Several are assumed based on other compilation flags -- if you want to
"un-assume" something, you probably need to edit conf.h. Compilation
flags that add support for special features include:
NDBM Include support for "new" DBM library for aliases and maps.
Normally defined in the Makefile.
NEWDB Include support for Berkeley "db" package (hash & btree)
for aliases and maps. Normally defined in the Makefile.
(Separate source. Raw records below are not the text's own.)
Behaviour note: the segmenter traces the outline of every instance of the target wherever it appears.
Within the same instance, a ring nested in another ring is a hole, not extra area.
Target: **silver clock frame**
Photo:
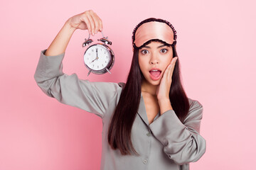
[[[107,46],[106,44],[109,44],[109,45],[112,45],[112,42],[108,40],[108,38],[105,38],[104,37],[103,33],[102,32],[102,38],[100,38],[100,40],[97,40],[98,41],[101,41],[104,43],[96,43],[96,44],[93,44],[92,45],[90,45],[88,47],[87,49],[86,49],[85,54],[84,54],[84,63],[86,67],[86,68],[89,70],[89,72],[87,74],[87,76],[89,76],[89,74],[92,72],[94,74],[105,74],[107,72],[109,72],[110,74],[111,74],[110,72],[110,69],[113,67],[114,63],[114,54],[113,50],[109,47]],[[92,40],[90,39],[90,34],[89,34],[89,38],[87,39],[85,39],[85,42],[82,43],[82,47],[85,47],[86,45],[89,45],[91,42],[92,42]],[[110,60],[109,60],[109,62],[107,63],[107,66],[105,67],[104,67],[103,69],[100,69],[100,70],[95,70],[95,69],[92,69],[91,68],[89,67],[89,66],[87,66],[85,64],[85,54],[86,52],[91,47],[95,45],[100,45],[102,47],[103,47],[104,48],[105,48],[108,52],[108,55],[110,56]]]

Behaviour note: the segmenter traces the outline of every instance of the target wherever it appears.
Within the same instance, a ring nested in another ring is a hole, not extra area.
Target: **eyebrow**
[[[166,45],[160,45],[159,47],[158,47],[157,48],[161,48],[161,47],[165,47],[165,46],[167,46]],[[145,48],[151,48],[149,46],[145,46],[144,47]]]

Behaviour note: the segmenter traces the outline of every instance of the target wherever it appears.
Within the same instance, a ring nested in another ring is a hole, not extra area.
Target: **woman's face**
[[[173,58],[171,47],[151,42],[139,50],[139,65],[146,81],[159,85],[163,74]]]

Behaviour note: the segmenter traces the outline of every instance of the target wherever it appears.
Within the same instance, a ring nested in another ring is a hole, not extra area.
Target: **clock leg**
[[[110,72],[110,70],[108,70],[108,69],[106,69],[110,74],[111,74],[111,72]]]
[[[90,74],[90,72],[92,72],[92,70],[90,70],[88,74],[87,74],[87,76],[89,76],[89,74]]]

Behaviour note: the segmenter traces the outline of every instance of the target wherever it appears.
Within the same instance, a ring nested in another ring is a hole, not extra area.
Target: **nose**
[[[149,60],[151,64],[159,64],[159,58],[156,54],[152,54]]]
NIS Define this to get NIS (YP) support for aliases and maps.
Normally defined in the Makefile.
USERDB Include support for the User Information Database. Implied
by NEWDB in conf.h.
IDENTPROTO Define this as 1 to get IDENT (RFC 1413) protocol support.
This is assumed unless you are running on Ultrix or
HP-UX, both of which have a problem in the UDP
implementation. You can define it to be 0 to explicitly
turn off IDENT protocol support.
MIME Include support for MIME-encapsulated error messages.
LOG Set this to get syslog(3) support. Defined by default
in conf.h. You want this if at all possible.
NETINET Set this to get TCP/IP support. Defined by default
in conf.h. You probably want this.
NETISO Define this to get ISO networking support.
SMTP Define this to get the SMTP code. Implied by NETINET
or NETISO.
NAMED_BIND Define this to get DNS (name daemon) support, including
MX support. The specs you must use this if you run
SMTP. Defined by default in conf.h.
QUEUE Define this to get queueing code. Implied by NETINET
or NETISO; required by SMTP. This gives you other good
stuff -- it should be on.
DAEMON Define this to get general network support. Implied by
NETINET or NETISO. Defined by default in conf.h. You
almost certainly want it on.
MATCHGECOS Permit fuzzy matching of user names against the full
name (GECOS) field in the /etc/passwd file. This should
probably be on, since you can disable it from the config
file if you want to. Defined by default in conf.h.
SETPROCTITLE Try to set the string printed by "ps" to something
informative about what sendmail is doing. Defined by
default in conf.h.
+---------------------+
| DNS/RESOLVER ISSUES |
+---------------------+
Many systems have old versions of the resolver library. At a minimum,
you should be running BIND 4.8.3; older versions may compile, but they
have known bugs that should give you pause.
Common problems in old versions include "undefined" errors for
dn_skipname.
Some people have had a problem with BIND 4.9; it uses some routines
that it expects to be externally defined such as strerror(). It may
help to link with "-l44bsd" to solve this problem.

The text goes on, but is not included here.